See: Fines & penalties
The ACCC has developed a range of resources to assist businesses to comply with the Standard.
In general, businesses can make any claims about their goods as long as they are clear, truthful and accurate. To provide certainty to businesses who choose to make origin claims, the ACL sets out ‘safe harbour defences’ for claims that goods:
- were ‘grown in’ a particular country
- are the ‘product of’ a particular country
- were ‘made (or manufactured) in’, or otherwise originated in, a particular country.
If a business satisfies the criteria for a safe harbor, they will have an automatic defence against an allegation that they have breached the relevant section of the ACL, if it relates to a country of origin claim.
Failure to satisfy the requirements of a safe harbour doesn’t mean that a business is unable to make that particular country of origin claim.

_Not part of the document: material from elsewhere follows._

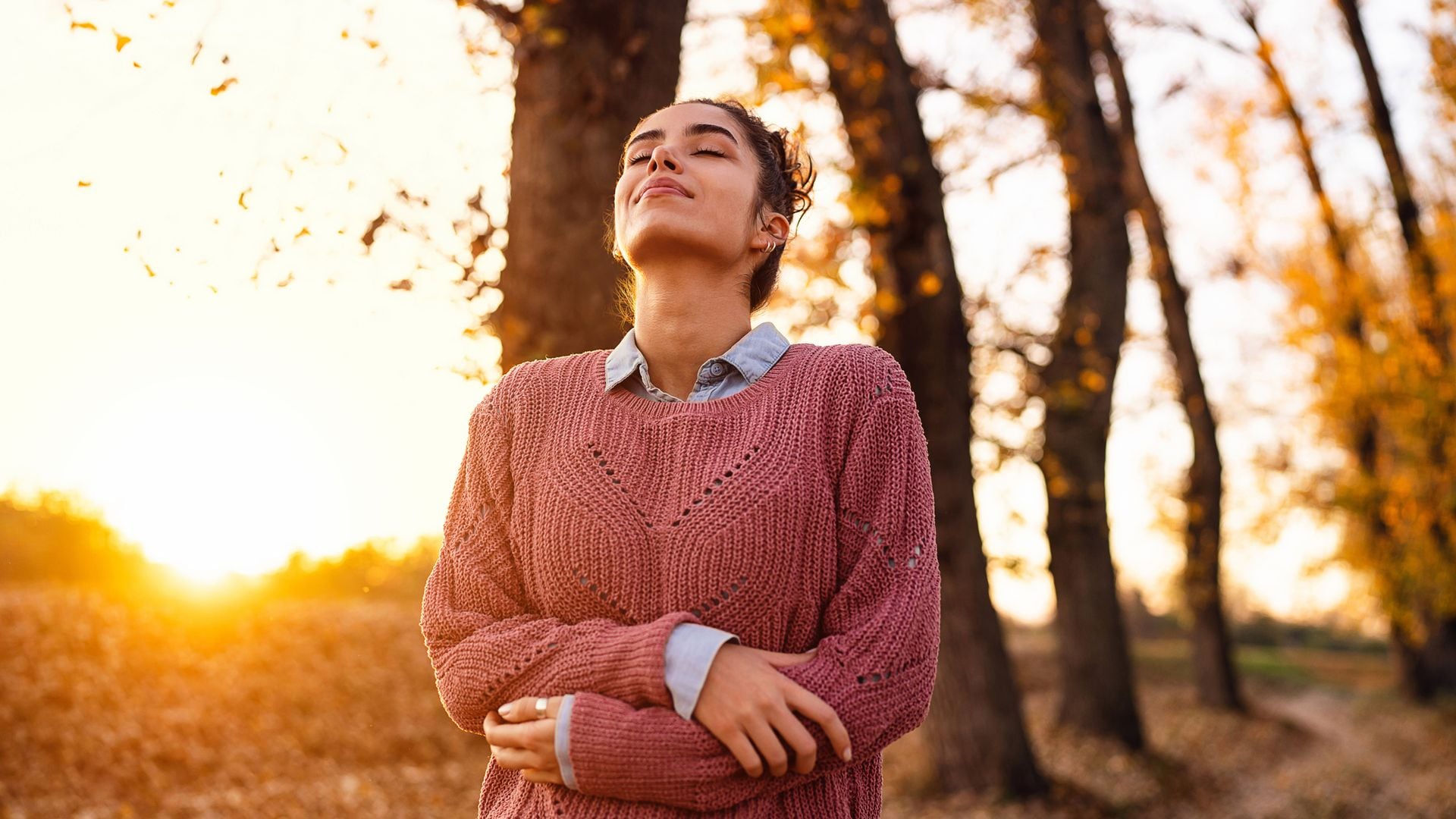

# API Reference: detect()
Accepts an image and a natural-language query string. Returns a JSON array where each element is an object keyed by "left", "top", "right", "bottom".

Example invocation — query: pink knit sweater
[{"left": 419, "top": 344, "right": 940, "bottom": 817}]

A business may still make the claim provided they are confident an ordinary and reasonable consumer wouldn’t consider it to be false, misleading or deceptive.
Businesses that wish to adopt the style and graphics of the new food labels for non-food products should be aware that the use of the ‘Australian grown, Australian made’ kangaroo logo on such goods is overseen by Australian Made Campaign Limited (AMCL).
For more information on use of the logo, including fees and conditions, visit the AMCL website.
As a generic graphic, businesses do not require a licence or approval to use the rectangle bar chart on their non-food goods (e.g. to indicate the proportion by weight of ingredients that originated in a particular country). For example, a business that makes slippers using Australian sheepskin (which makes up to 80 per cent of the product’s materials) could use a bar chart shaded to the 80 per cent mark to show that the goods were made using at least 80 per cent Australian materials.
If a business wishes to use the bar chart to signify something other than the level of Australian content in a non-food product (e.g. the level of Australian ownership of the business), they must ensure that the meaning of the chart is made clear on the packaging.
A business may breach the ACL if a reasonable conclusion from the use of the chart is that the good contains a particular percentage of content from a specified country, when this is not the case.